By Stephen Lwetutte
LONDON-UNITED KINGDOM/NEWSDAY: The Luganda idiom “Enkuba eryokanga n’etonnya ne tulaba ensiisira bwe zenkanya emyoyo” (referring to the crunch of “separating the men from the boys”) seems to best befit the comparative observation of measures taken by Presidents Museveni and Amin when faced with a public emergency of a criminal nature.
The number of victims hacked to death or injured by unknown people using machetes (bijambiya) has breached the 30 point mark in only a couple of weeks. At that rate, and if nothing changes, the country is headed for killings of cold-blood massacre proportions. We hear of daily reassurances, including from the “Ssabalwanyi” (self-proclaimed Chief Warrior) President Museveni, about how the culprits have been identified.
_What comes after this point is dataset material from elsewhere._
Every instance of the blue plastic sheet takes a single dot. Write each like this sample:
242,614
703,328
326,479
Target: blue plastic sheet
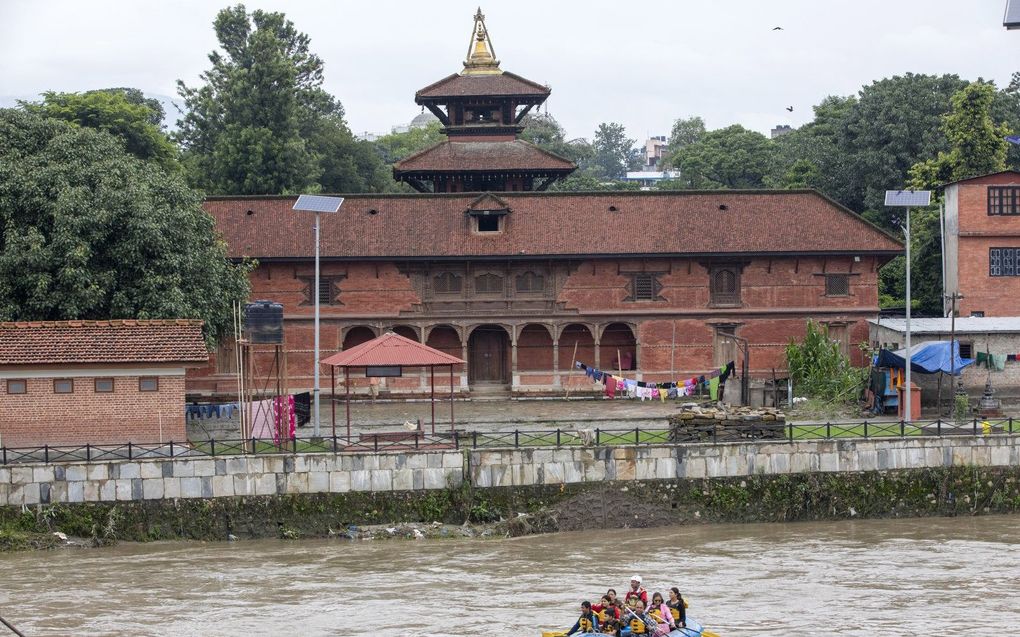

We also hear of joint security operations mounted to neutralise what appears to be murder squads freely roaming villages and acting with increasing reckless abandon, sometimes hacking victims in broad day light, and proving to be very slippery to nab at that, as they seem to slither away on each occasion.
In contrast, General Idi Amin reacted resolutely to the emerging serious problem of “kondoism” (violent armed robbery) – having earlier in 1971 set up the police Public Safety Unit to specifically deal with this crime, he in 1972 issued an edict to direct the operations of this unit. Interestingly, although President Amin had suspended the constitution and he was ruling by decree, he invariably wanted, like any dictator, to nevertheless be seen to be acting under some kind of legal framework as if to justify and legitimise their actions.
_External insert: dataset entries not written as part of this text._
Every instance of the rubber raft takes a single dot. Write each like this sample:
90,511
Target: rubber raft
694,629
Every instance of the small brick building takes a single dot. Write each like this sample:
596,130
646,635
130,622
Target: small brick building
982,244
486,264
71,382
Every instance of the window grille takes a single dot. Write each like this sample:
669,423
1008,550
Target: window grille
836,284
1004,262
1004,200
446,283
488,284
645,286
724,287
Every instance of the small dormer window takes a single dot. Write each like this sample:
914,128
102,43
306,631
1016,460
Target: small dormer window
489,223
So, on May 8 1972, President Amin signed the “Robbery Suspects Decree” No.7 of 1972, which stated: “Where a security [ie. armed forces or police] officer has reason to believe that any person has or is about to commit the offence of robbery within the meaning of Section 272 of the Penal Code and such person refuses or neglects to submit to arrest by any person or does any act calculated to evade arrest, then such security officer may use any force he may deem necessary to prevent the escape of such a person”. Although, as expected, that decree fell far short of international standards and was open to abuse and indeed was badly abused, you could tell the intention of the decree was to do something practical and tangible about “kondoism”.
On President Museveni’s watch, many unexplained murders continue take place without the relevant authorities properly and professionally investigating and/or making the outcome of any such investigations public. The ongoing hackings in the Buganda Kingdom county of Buddu are happening against a specific political backdrop in the aftermath of a massive electoral defeat of the ruling National Resistance Movement (NRM) government to Mr Kyagulanyi’s opposition National Unity Platform party in the county.
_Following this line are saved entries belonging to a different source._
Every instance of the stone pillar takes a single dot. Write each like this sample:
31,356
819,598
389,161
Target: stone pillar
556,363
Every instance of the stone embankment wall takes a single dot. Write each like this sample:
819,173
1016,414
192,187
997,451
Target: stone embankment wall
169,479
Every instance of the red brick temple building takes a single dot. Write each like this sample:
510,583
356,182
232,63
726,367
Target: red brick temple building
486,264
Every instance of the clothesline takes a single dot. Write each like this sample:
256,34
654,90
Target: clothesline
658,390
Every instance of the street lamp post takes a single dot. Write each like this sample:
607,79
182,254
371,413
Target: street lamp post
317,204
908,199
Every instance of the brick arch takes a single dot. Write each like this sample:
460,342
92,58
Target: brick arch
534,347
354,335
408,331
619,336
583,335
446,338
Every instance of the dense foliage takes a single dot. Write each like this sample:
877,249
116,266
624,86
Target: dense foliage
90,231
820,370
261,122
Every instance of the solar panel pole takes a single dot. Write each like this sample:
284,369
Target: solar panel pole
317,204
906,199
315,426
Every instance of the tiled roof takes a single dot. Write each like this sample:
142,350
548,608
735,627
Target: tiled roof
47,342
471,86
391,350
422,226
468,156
It would take a lot of persuasion to believe that the NRM government that claims and boasts of ushering into Uganda an era of peace and tranquility, is the same government that is being presiding over a situation whereby a bunch of murderers are going around hacking victims unchallenged. The murderers do not seem to be motivated by material things or money, nor are they putting forward any other demands, not even political ones. There is definitely more to this situation than meets the eye.
In the meantime, the murderers have even grown so bold that they anonymously disseminate information with details of their next targets. In conditions of the night curfew, the residents are rendered hapless, helpless and extremely vulnerable to the marauding murderous gangs, who are well aware that the neighbors would be unable to come to their rescue in the event of an attack for fear of breaching the curfew time.
Where people continue to lose their lives, it is immaterial by what method it happens, whether disguised or open. The right to life non derogable and it is the primary responsibility and duty of any government to uphold that right. Paying lip service to that responsibility and duty is probably worse than genuinely trying but failing. The differences in approach between President Museveni and President Amin in this respect couldn’t be starker!
The writer is a Multilingual Human Rights Practitioner, formerly at the International Secretariat of Amnesty International in London for over 20 years and now Legal and Human Rights Consultant.